A devilish smile crossed his face. “We get Esther to help us.”
8
I was not amused. “Are you kidding? Why would she help us?”
“We’d have to force her to. Gun to the head, that kind of thing.” He gestured to the fallen guard, who had a gun at his hip.
“You’re right, that sounds like a terrible idea!”
“Dawn and I got caught because my security badge doesn’t have access to that roo
m. Esther’s will. All I have to do is hold her hostage for a few minutes, and that’ll give you time to use her badge, get into the room, and enter the code.”
“And then what happens to us?”
“Like Dawn said, if we can remove the nanotech from ninety thousand people, that’s our bargaining chip. All sins will be forgiven, even this one. It’s not like either of us is walking out of here alive otherwise.”
“Right,” I said, not pleased to be reminded of that. “So how do we do it?”
“We could find her in her office, but that would mean walking through a stadium full of guards who all know I tried to break into the maintenance room.”
True. “But she’s probably coming back here. She only left because of my message.”
“Right. Hopefully she’ll be alone.”
My stomach flip-flopped. “Maybe not though.”
“I guess we’ll see.” He picked up the guard’s gun and turned to me, serious. “If this is it, I just want you to know, it’s been fun.” His wink threw me off guard again. The tangle of my thoughts these last few weeks had been so muddled—and now I knew I couldn’t even trust them.

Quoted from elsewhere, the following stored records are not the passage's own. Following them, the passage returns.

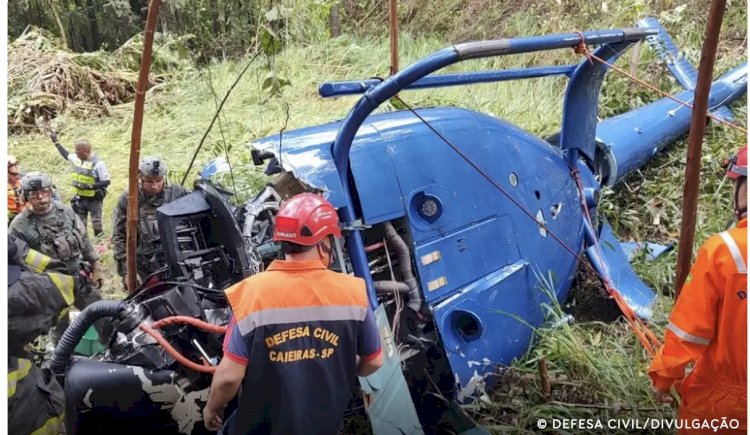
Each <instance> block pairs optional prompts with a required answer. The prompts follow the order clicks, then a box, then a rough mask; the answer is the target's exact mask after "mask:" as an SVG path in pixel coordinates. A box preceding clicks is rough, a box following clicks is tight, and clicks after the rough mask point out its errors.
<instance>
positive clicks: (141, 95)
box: [125, 0, 161, 294]
mask: <svg viewBox="0 0 750 435" xmlns="http://www.w3.org/2000/svg"><path fill="white" fill-rule="evenodd" d="M159 6H161V0H151V2H150V3H149V5H148V16H147V18H146V34H145V35H144V38H143V55H142V56H141V70H140V72H139V74H138V85H137V87H136V93H135V103H134V105H133V133H132V135H131V139H130V173H129V177H130V178H129V179H128V220H127V230H126V233H125V234H126V245H125V264H126V265H127V269H128V270H127V284H128V293H130V294H133V292H135V289H136V287H137V280H136V276H137V271H136V269H137V265H136V248H137V243H136V242H137V240H138V163H139V160H140V156H141V130H142V129H143V106H144V103H145V102H146V89H147V88H148V73H149V70H150V69H151V49H152V47H153V45H154V29H155V28H156V18H157V17H158V15H159Z"/></svg>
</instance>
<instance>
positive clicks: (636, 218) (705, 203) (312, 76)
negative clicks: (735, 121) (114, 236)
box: [9, 0, 747, 433]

I desperately wanted to know what was real and what wasn’t.
And somehow at the top of that list was, “So that kiss . . .”
Zack blushed a little, to be reminded of it. “Well, yeah, I guess if we’re dying, we can talk about it.”
I tried to let him off the hook. “It was manipulation, wasn’t it? You knew I had a little crush on you, and you wanted to convince me to help you?”
He looked at me, startled. “Is that really what you think?”
“I don’t know. That’s why I’m asking.”
Zack smiled. “Well, I’ll say I didn’t know you had a crush on me.”
Now it was me doing the blushing. “Little. I said little.”
Zack’s expression turned serious. “I promise I was not trying to manipulate you into doing anything other than kissing me. That said, I definitely wanted you to kiss me.”
In that moment, with all my adrenaline rushing . . . I really wanted to kiss him. Zack wasn’t Jude, and I wasn’t in love with him, but . . . I might never kiss anyone again. And that last kiss had been a really, really good one.